AFAIK, Arima model needs a lot more data points to evaluate full seasonality. Hmm, that got me looking over at the BigQuery documentation for BigQuery ML models to see if there was a way to run the model more efficiently. https://cloud.google.com/bigquery-ml/docs/reference/standard-sql/bigqueryml-syntax-create-time-series
Reading this documentation, there is an option for DATA_FREQUENCY [The default being AUTO_FREQUENCY]. Would adding this bit of information help the model??
#standardSQL #updated model name as V2 and added DATA_FREQUENCY param CREATE MODEL bqml_tutorial.ga_arima_model_v2 OPTIONS (model_type = 'ARIMA', time_series_timestamp_col = 'parsed_date', time_series_data_col = 'users', DATA_FREQUENCY= 'DAILY' ) AS SELECT PARSE_TIMESTAMP("%Y%m%d", event_date) AS parsed_date, COUNT(DISTINCT user_pseudo_id) AS users, FROM `analyticslog-app-plus-web.analytics_240627631.events_*` GROUP BY event_date, user_pseudo_id
No luck. It still cannot identify seasonality [which makes sense…]. You might face this issue as well if your data is pretty new with almost no seasonal cycles in the data. To continue with the example, I’ll create a dummy data set with tiemstamp and user values to check the full setup in BigQuery.
Here’s how the dummy dataset is in Excel. It’s a daily summary of users with the below formula. IF it’s the first day of the month, then generate a random number between 1200 to 2500, ELSE take the previous cell and add 10% to it. Since this new sample data has user counts by day and not hit data by user id, the query is now running a SUM(pseudo_user_id_count) AS history_value instead of a COUNT(DISTINCT).
Go ahead and create a new dataset for this CSV import and create a new table for this daily data.
If you now try running the query with all the Forecasting steps given in the Google Cloud documentation, it will work.

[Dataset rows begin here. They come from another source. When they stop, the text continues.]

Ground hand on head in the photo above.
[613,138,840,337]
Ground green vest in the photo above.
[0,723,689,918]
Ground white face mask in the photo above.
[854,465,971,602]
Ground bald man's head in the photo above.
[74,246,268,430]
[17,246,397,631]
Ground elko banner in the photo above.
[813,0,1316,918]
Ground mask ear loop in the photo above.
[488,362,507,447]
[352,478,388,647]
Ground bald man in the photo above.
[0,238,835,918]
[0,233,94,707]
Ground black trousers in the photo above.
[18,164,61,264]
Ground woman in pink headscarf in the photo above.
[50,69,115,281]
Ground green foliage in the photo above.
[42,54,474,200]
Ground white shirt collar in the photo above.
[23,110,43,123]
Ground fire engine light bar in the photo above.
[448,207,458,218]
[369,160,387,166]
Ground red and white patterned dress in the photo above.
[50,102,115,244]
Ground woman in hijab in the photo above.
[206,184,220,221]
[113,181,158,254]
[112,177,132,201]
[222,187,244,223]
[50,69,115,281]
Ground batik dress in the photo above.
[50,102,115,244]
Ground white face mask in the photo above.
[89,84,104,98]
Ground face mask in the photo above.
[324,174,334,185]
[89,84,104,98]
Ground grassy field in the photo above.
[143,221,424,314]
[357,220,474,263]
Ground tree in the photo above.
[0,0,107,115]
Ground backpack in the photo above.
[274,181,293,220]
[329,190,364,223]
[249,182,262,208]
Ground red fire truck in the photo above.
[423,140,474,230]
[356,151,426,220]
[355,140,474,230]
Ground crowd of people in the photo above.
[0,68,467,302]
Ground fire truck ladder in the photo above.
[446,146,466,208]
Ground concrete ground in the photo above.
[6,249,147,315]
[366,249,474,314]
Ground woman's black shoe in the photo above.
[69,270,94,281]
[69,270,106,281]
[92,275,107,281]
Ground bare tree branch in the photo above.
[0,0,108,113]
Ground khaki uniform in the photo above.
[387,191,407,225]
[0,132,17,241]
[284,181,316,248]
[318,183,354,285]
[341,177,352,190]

The only challenge I faced was that the historical data had a timestamp of YYYY-MM-DD while the forecast_timestamp had a timestamp of YYYY-MM-DD HH:MM:SS UTC, which breaks the model when you try putting them together.
To diagnose this, I first selected the historical data part of the query and ran it, it worked. I then ran the forecast model part separately, it also ran. Ok…Observing the timestamp details in both sub queries lead to me Stackoverflow for a solution. https://stackoverflow.com/questions/63217923/bigquery-how-can-i-add-000000-utc-to-an-existing-timestamp/63218938#63218938
In the full below, I now have an operation TIMESTAMP(event_date) as history_timestamp2 which is what will be used in plotting the timeseries [along with forecast_timestamp in the second half of the query].
#standardSQL #https://cloud.google.com/bigquery-ml/docs/arima-single-time-series-forecasting-tutorial SELECT history_timestamp2 AS timestamp, history_value, NULL AS forecast_value, NULL AS prediction_interval_lower_bound, NULL AS prediction_interval_upper_bound FROM ( SELECT TIMESTAMP(event_date) as history_timestamp2, event_date AS history_timestamp, SUM(pseudo_user_id_count) AS history_value, FROM `analyticslog-app-plus-web.excelSampleData.sampleExcelData` GROUP BY event_date ORDER BY event_date ASC ) #https://stackoverflow.com/questions/63217923/bigquery-how-can-i-add-000000-utc-to-an-existing-timestamp/63218938#63218938 UNION ALL SELECT forecast_timestamp AS timestamp, NULL AS history_value, forecast_value, prediction_interval_lower_bound, prediction_interval_upper_bound FROM ML.FORECAST(MODEL bqml_tutorial.ga_arima_model_v4, STRUCT(30 AS horizon, 0.8 AS confidence_level))
Congrats! The query ran and you’re now ready to plot the data. Head over to DS and put in the history_value, forecast_value, upper and lower prediction intervals [set at 80% in the query].
This post doesn’t go into the stats element of the ARIMA model. This is something that I’ll be diving into as I try to improve my stats knowledge.
Overall, I would highly recommend that everyone have a parallel implementation for GA App+Web beta and use BigQuery to check out the possibilities. The GA public dataset is always available but it’s more fun when you do this with your own data and learn something new along the way.